Lisa Sommer Devlin is a Phoenix-based attorney who has practiced hospitality law for the past 25 years. She drafts standardized contracts and provides legal representation for large hotel groups, including Hilton, Marriott and Starwood.
On Dec. 8 she presented a Smart Meetings webinar that gave listeners the low down on contract negotiations. The webinar was sponsored by New York, New York Hotel & Casino in Las Vegas. To hear an archived transcript of the presentation, click here.
Ms. Sommer Devlin did not have the opportunity to answer all the questions posed from the audience during the webinar. She provides answers to the additional questions below.
Q: What is the biggest mistake people make in contracts?
A: Two things are a tie for worst: having handwritten changes in a contract, and using a contract and an “addendum” or “rider.” Both are examples of lazy contracting that lead to confusion, mistakes and interpretation issues. Negotiate one complete contract using terms that the parties negotiate and agree upon from the contract and the addendum as appropriate, rather than having one cancellation clause in the contract and a different one in the addendum, as an example. If there are any last minute changes, take the minute or two necessary to retype the provision to make sure that the change is complete, accurate and does not have any undefined terms or ambiguities. That is far better than making a handwritten change that is often illegible, incomplete and containing undefined terms, and it is not possible to tell if both parties accepted it
Q: What is the difference between an addendum and an amendment?
A: Great question, as people use these terms incorrectly all the time in the meeting industry. An addendum is really something added to clarify a contract after it is signed, not a complete contract in itself as is so often seen in event contracts. For example, if you contract to purchase 50 bicycles, an addendum would be used to clarify that 20 will be red, 20 will be blue and 10 will be green. An amendment is a change to an existing contract. For example, the original agreement reserved 500 room nights and it is amended to make the room block 600 room nights. Remember if you amend one part of a contract to address any other parts of the contract that would be impacted as a result. For example, how does increasing/decreasing the block impact the meeting space, concessions, attrition or cancellation obligations?
Q: How are new practices like communicating by text impacting contracts?

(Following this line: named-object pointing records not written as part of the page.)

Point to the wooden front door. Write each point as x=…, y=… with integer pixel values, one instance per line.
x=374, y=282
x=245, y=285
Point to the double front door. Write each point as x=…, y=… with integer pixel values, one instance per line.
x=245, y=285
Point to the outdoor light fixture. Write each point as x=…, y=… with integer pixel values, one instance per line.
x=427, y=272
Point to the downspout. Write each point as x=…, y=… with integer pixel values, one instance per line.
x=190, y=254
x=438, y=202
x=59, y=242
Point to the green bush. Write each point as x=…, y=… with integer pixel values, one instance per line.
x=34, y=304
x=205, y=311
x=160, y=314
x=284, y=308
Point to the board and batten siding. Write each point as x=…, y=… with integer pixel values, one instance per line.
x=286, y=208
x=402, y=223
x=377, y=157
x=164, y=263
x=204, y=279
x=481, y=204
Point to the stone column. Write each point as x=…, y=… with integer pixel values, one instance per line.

A: Technology always advances far faster than the law. In general, you can’t use text messages or emails to create or amend a contract. There are some exceptions, but they are limited. A PDF attached to an email can be used to create a contract. I know it is convenient to text, but I do not recommend relying on it for important communications.

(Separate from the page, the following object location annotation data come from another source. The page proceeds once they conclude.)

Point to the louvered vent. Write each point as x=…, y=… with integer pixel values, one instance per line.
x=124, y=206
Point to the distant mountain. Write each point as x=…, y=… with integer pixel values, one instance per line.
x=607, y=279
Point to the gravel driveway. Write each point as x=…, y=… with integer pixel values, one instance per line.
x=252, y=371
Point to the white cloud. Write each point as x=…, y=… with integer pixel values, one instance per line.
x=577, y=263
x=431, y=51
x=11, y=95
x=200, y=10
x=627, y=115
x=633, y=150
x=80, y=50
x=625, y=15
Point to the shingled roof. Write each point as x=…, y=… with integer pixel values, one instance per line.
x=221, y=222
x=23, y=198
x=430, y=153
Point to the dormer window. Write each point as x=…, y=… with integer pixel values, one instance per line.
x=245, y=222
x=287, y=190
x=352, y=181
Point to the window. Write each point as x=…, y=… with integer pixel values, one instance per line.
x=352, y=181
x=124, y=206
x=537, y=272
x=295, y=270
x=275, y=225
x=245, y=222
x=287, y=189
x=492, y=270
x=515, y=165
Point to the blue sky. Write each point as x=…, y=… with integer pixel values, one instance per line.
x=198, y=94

Q: Housing pirates are a big problem for my group. How do I stop third parties from trying to sell rooms to my attendees, especially the ones that are a total scam?
A: Education of your attendees and good room block management and housing processes are the best defense against pirates. First, figure out why your attendees may be tempted by pirates. If your housing procedure will not guarantee the attendee a particular hotel or will not guarantee that groups of people coming together will be in the same hotel, that may make those people want to reserve outside of official housing. More and more groups are requiring attendees to use official housing and book as part of the official block in order to attend the meeting, or incentivizing attendees to do so. These steps reduce or eliminates the ability for pirates to tempt your attendees. Make booking within the block just a cost of participating in the event, just like the payment of registration fees to reduce attendee’s ability so shop for lower rates outside the official block. Also, educate your attendees about the fact that there may be third parties soliciting them that are not sanctioned by your event. Avoid using words like “scam” or “fraud” as you may open yourself up to claims by the pirates, but warn them that such third parties may or may not be legitimate.
Q: In light of the Paris terrorist attacks and ISIS supposedly making threats against the US, some attendees are scared to travel. Does that constitute a force majeure?
A: No. Generally, fear of anything is not a force majeure. It is unfortunate that in our world there is always a threat of terrorism, and if fear of it allowed parties to cancel contracts without payment, no contract would ever be enforceable. While people may feel fear of terrorism more acutely after something like the Paris attacks, it does not mean that it is illegal or impossible for travel to take place. Reduced attendance can occur for many reasons, which is why most event contracts allocate which party will bear that loss in the attrition clause.